息の長い映画監督は、その年齢によって境地というものが変化し、表現に影響する。
あれほどの活劇をつくった黒澤明が「乱」('85)で彼岸の境地へと至ったように。
北野武という説明を嫌ってショットにこだわり、オーヴァーアクトを排除することで才を放った監督が、縷縷と説明を披露し歌舞伎か香港アクションかというオーヴァーアクトを嬉々として展開させる。
ただ信長、光秀、秀吉、家康という「日本人の大好物」に手を染めるに当たっては、ロマンチシズムを徹底して排除した。死へのロマンを美学的に描く切腹を嘲り、忠君は衆道のカムフラージュではないかと提示する。
誰も信じられる人間などいないのは「アウトレイジ」シリーズの延長で、北野武のニヒリズムというよりどこかこの人の本質的な表現における核心なのだろう。
毛利元就につく僧侶(六平直政)が「仁義なき戦い 頂上作戦」('74)の小林旭が吠えた台詞と同じことを言う。そうか、「仁義なき戦い」こそはヤクザの仁義のロマンチシズムを破壊した先鞭だった。ヤクザの跡目争いは戦国時代とそう変わらなかったという考察、そしてそれは原日本人的なヒエラルキーの固定であり、現代の政治も社会も変わらないという事。現に「クビが飛ぶ」と言う言葉は未だしばしば使われるではないか。
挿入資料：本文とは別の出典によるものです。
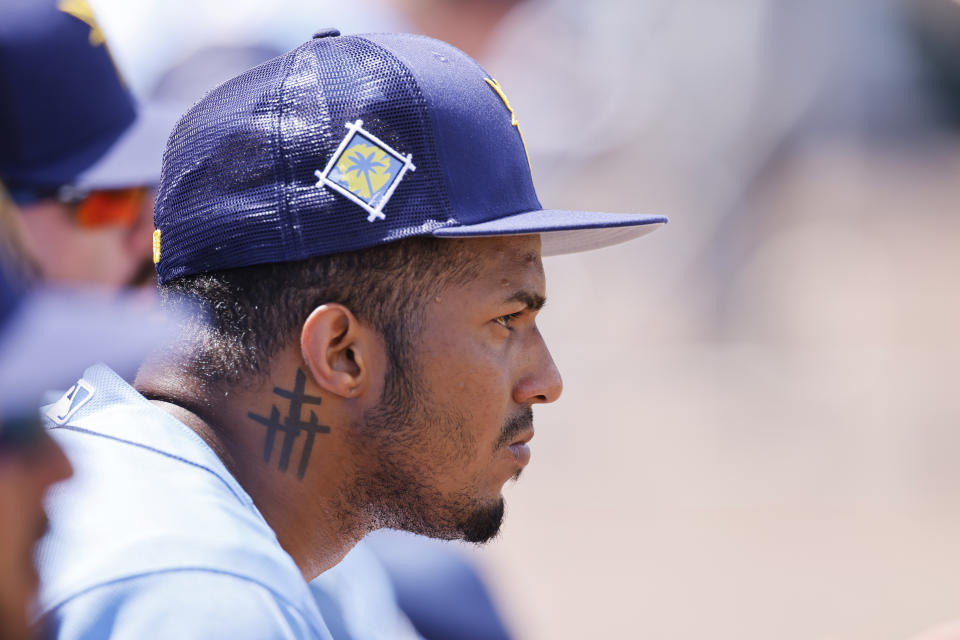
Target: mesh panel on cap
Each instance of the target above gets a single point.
(238, 185)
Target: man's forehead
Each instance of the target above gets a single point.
(509, 262)
(506, 252)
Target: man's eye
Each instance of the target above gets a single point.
(507, 320)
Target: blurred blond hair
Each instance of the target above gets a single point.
(14, 257)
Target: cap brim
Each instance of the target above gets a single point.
(53, 336)
(563, 231)
(135, 159)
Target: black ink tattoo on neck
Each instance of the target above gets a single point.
(291, 425)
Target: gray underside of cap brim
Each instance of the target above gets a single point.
(563, 231)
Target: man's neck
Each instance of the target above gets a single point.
(277, 441)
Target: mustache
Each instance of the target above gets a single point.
(516, 425)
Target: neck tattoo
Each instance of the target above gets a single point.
(291, 425)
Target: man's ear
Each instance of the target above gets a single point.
(338, 351)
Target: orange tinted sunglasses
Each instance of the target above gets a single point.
(107, 207)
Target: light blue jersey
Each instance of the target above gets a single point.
(152, 537)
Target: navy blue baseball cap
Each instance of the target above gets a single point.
(66, 118)
(347, 142)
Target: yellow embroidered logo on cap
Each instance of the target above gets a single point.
(365, 169)
(513, 116)
(80, 9)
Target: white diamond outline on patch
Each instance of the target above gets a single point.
(354, 128)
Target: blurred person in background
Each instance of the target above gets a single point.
(78, 156)
(39, 350)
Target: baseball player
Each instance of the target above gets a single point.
(357, 220)
(78, 156)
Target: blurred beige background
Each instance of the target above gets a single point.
(759, 431)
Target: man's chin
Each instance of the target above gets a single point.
(483, 524)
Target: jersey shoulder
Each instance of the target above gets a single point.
(183, 604)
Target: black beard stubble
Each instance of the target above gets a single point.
(392, 491)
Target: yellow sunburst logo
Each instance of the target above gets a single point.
(365, 168)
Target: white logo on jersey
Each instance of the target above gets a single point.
(71, 402)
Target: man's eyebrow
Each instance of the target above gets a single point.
(534, 301)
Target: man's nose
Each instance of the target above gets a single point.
(541, 383)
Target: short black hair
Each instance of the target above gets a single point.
(245, 316)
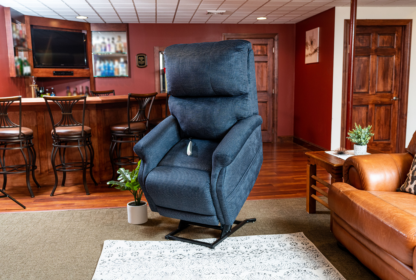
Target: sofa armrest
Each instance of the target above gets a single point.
(234, 141)
(154, 146)
(377, 172)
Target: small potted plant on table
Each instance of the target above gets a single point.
(127, 181)
(360, 137)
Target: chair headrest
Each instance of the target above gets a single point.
(208, 69)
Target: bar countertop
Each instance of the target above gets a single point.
(90, 99)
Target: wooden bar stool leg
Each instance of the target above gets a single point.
(53, 156)
(113, 165)
(310, 201)
(84, 169)
(4, 167)
(27, 164)
(33, 152)
(91, 149)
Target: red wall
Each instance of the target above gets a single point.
(143, 38)
(8, 86)
(313, 89)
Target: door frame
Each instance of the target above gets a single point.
(275, 37)
(406, 24)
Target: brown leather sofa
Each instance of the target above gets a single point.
(371, 219)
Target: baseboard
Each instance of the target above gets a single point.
(307, 144)
(281, 139)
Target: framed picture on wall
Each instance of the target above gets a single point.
(312, 46)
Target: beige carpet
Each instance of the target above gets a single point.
(67, 244)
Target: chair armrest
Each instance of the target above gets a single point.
(378, 172)
(234, 140)
(154, 146)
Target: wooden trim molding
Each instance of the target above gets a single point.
(275, 37)
(405, 76)
(157, 70)
(306, 144)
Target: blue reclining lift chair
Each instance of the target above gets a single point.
(213, 101)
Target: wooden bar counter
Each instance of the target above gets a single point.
(101, 113)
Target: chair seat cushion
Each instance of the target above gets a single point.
(137, 126)
(388, 219)
(200, 159)
(181, 189)
(71, 130)
(14, 132)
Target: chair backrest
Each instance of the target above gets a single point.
(66, 104)
(5, 121)
(103, 92)
(142, 101)
(211, 86)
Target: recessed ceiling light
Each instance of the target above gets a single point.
(216, 12)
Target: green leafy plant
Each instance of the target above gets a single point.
(360, 136)
(127, 181)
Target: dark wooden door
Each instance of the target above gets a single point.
(377, 76)
(264, 63)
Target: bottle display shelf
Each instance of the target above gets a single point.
(110, 54)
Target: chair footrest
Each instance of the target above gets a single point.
(226, 231)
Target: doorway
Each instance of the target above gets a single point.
(381, 82)
(265, 61)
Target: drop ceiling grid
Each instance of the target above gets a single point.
(187, 11)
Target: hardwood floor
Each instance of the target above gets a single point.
(283, 175)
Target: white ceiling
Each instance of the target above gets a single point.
(187, 11)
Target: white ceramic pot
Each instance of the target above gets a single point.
(360, 150)
(137, 214)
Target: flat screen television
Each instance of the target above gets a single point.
(58, 49)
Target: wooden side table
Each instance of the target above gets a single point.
(333, 165)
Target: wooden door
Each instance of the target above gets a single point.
(377, 76)
(263, 49)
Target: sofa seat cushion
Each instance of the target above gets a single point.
(201, 158)
(181, 189)
(388, 219)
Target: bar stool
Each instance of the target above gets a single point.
(102, 92)
(15, 137)
(130, 132)
(153, 123)
(69, 133)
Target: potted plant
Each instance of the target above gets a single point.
(360, 137)
(127, 181)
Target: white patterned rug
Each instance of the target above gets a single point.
(281, 256)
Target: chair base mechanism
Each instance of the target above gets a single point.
(226, 231)
(9, 196)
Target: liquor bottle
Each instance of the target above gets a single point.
(108, 45)
(105, 69)
(98, 68)
(113, 45)
(103, 45)
(111, 68)
(119, 46)
(17, 65)
(97, 45)
(116, 68)
(122, 67)
(26, 66)
(20, 64)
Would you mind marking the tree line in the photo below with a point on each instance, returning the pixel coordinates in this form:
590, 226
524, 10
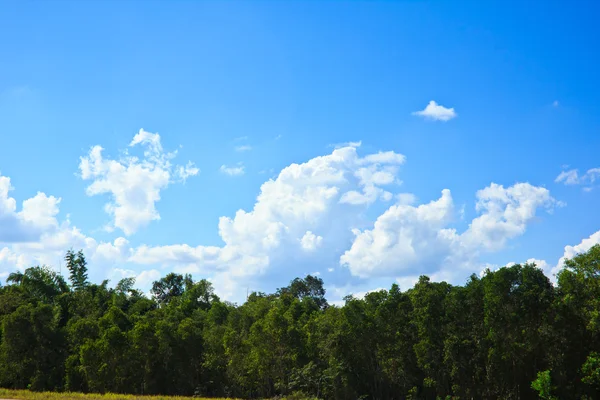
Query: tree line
510, 334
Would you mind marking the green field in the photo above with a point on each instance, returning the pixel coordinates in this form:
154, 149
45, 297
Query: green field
27, 395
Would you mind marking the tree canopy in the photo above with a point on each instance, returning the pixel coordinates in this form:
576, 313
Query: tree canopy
509, 334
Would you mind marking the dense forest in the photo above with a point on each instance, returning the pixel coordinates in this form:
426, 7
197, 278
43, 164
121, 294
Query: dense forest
510, 334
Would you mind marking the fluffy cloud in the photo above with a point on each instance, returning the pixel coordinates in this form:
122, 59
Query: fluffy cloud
572, 177
405, 237
436, 112
505, 213
38, 215
324, 197
310, 241
233, 171
134, 184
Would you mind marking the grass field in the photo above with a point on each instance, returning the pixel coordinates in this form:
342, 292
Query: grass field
27, 395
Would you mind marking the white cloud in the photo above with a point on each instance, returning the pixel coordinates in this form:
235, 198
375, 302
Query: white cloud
133, 184
403, 237
572, 177
243, 148
279, 233
233, 171
436, 112
505, 213
406, 237
37, 215
310, 241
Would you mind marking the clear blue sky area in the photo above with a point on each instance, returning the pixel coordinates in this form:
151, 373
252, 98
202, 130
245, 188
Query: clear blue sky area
245, 89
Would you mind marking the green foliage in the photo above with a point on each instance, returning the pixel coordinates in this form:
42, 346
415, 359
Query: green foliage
543, 385
488, 339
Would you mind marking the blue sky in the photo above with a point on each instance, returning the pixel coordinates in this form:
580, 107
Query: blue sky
287, 82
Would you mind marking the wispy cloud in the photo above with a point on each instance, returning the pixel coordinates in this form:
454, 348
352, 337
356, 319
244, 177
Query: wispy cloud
242, 148
233, 171
436, 112
572, 177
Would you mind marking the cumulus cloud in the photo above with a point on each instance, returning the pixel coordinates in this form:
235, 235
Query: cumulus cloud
572, 177
310, 241
505, 213
243, 148
37, 215
406, 237
284, 231
233, 171
134, 184
436, 112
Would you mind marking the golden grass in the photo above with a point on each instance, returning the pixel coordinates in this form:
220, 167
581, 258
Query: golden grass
27, 395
音楽と撮影のスタッフが従来の北野作品から代わっている。撮影担当だった浜田毅氏と先日呑む機会があって、本作の技法について色々伺った。特に騎馬合戦の撮影については腐心したそうだ。
↓これに詳しいレポートが載っている
可笑しな事を言って笑わせるのに弓術に長けていると言うのはビートたけしの分身か。
蜂須賀小六役で頑張っていた仁科貴からは本作の公開が危ぶまれた時期があった事をきいていたので、何はともあれ公開されてお客が入っているのは良いことだ。
夥しい数の死体が転がるも湿っぽさは微塵もない。悲劇と喜劇は表裏一体、か。